Coagulase negative staph (coag negative staph) is a less aggressive cousin of S.aureus, sometimes can sterilize hardware without surgery.

CoNS or Staph epidermidis 

MSSE/MRSE

Why is staph infection so difficult to treat?

• Staph is sticky. It has proteins/sugars on its surface that bind firmly to tissues and hardware.

• Staph (and others) produce “biofilm” which makes delivering adequate concentrations of antibiotics to the cell surface very difficult.

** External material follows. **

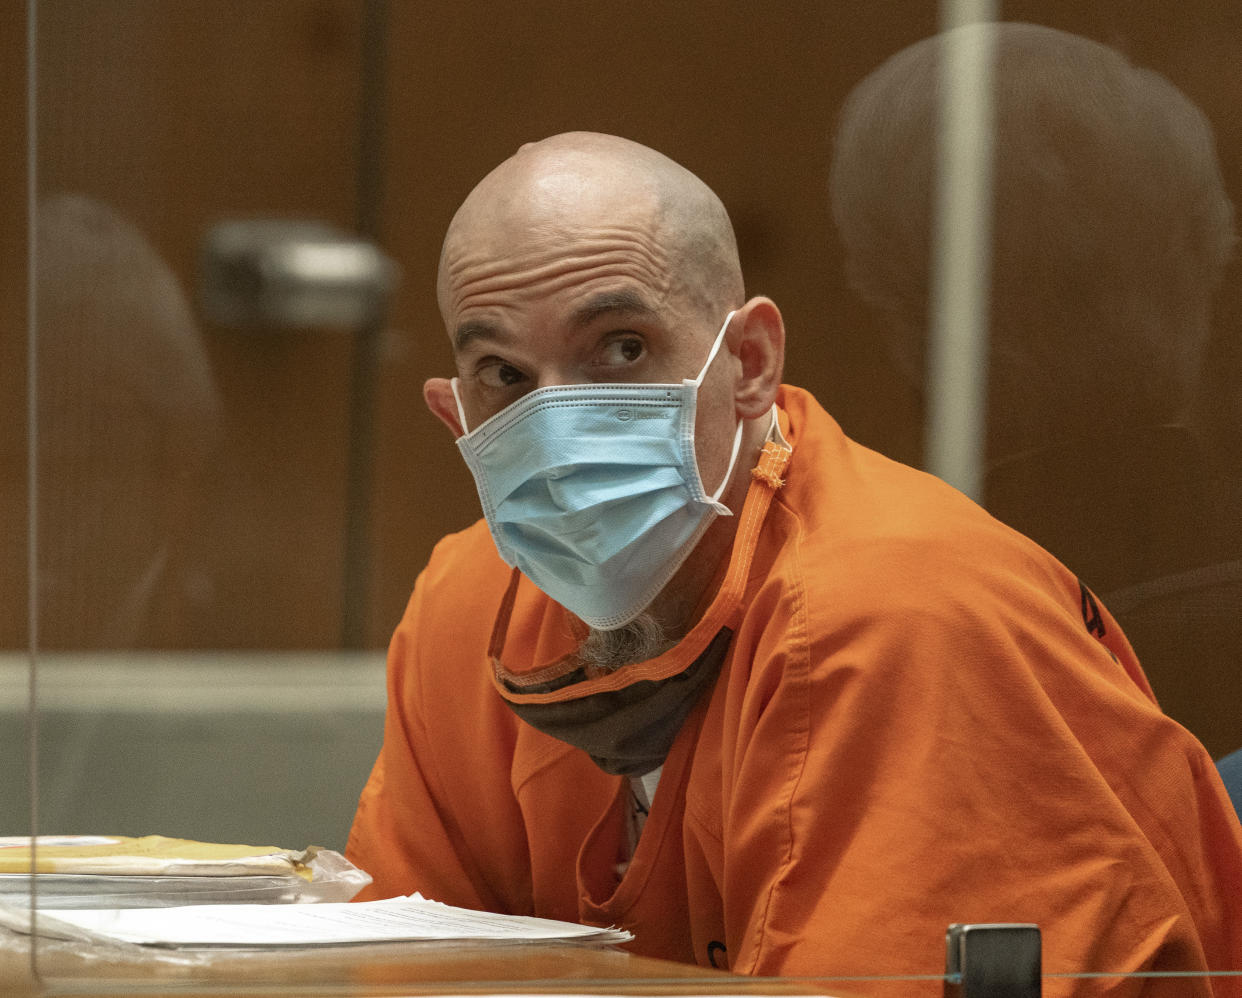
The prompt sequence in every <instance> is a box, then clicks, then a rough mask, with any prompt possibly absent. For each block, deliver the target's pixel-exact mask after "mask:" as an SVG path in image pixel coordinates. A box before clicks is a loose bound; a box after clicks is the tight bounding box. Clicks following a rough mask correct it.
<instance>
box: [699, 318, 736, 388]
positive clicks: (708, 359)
mask: <svg viewBox="0 0 1242 998" xmlns="http://www.w3.org/2000/svg"><path fill="white" fill-rule="evenodd" d="M737 314H738V310H737V309H734V310H733V312H730V313H729V314H728V315H725V317H724V325H722V326H720V331H719V333H717V334H715V343H713V344H712V350H710V353H708V355H707V362H705V364H704V365H703V370H702V371H699V376H698V377H696V379H694V381H693V382H692V384H693V385H694V387H698V386H699V385H702V384H703V379H704V377H707V369H708V367H710V366H712V361H713V360H715V355H717V351H718V350H719V349H720V344H722V343H724V330H727V329H728V328H729V321H730V320H732V319H733V317H734V315H737Z"/></svg>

• Dental plaque (tartar) is a biofilm.

How are long-term IV antibiotics administered?

• There are no “official” guidelines to follow.

• The literature suggests IV antibiotics should be given for 2-6 weeks.

• You do not need to be in the hospital.

• PICC lines (Peripherally Inserted Central Catheters) are generally used for long-term IV antibiotics.

• Home health nurses provide PICC line teaching so daily antibiotic infusions can be given at home.

• Blood tests are checked weekly and reviewed by ID specialists whom should be seen every 2 weeks.

What are the possible complications from PICC lines?

• Infection

• Blood clot (deep venous thrombosis)

How is it decided what antibiotic to use?

• Ideally bacterial cultures taken from the area of infection in the operating room (tissue/hardware/fluid) will grow bacteria to guide this decision.

• Antibiotic choice is determined from the susceptibility profile of these cultures.

• Generally can narrow to one antibiotic.

• Consideration is made for ease of dosing.

• If cultures are negative, the presumed infection is treated “empirically.”

• For broad spectrum infections, multiple antibiotics are often used.

Which antibiotics are used most often?

Anti-staph agents: Nafcillin, Ceftriaxone, Vancomycin, Daptomycin

Broad spectrum agents: Ertapenem, Zosyn, Cefepime

What you can do to decrease your risk of infection?

Unfortunately, there is not much a patient can do except for the following:

• Good local wound care

• Avoid wound immersion

• Chlorhexadine topical cleaning at home prior to operation

• Choose an experienced neurosurgeon/medical center

Once your infection is treated, when can you get a new DBS?

• Most physicians recommend waiting at least 8-12 weeks after the completion of antibiotic course.

• If hardware is left in place, they recommend the same.

• There is some increased risk of continued infection.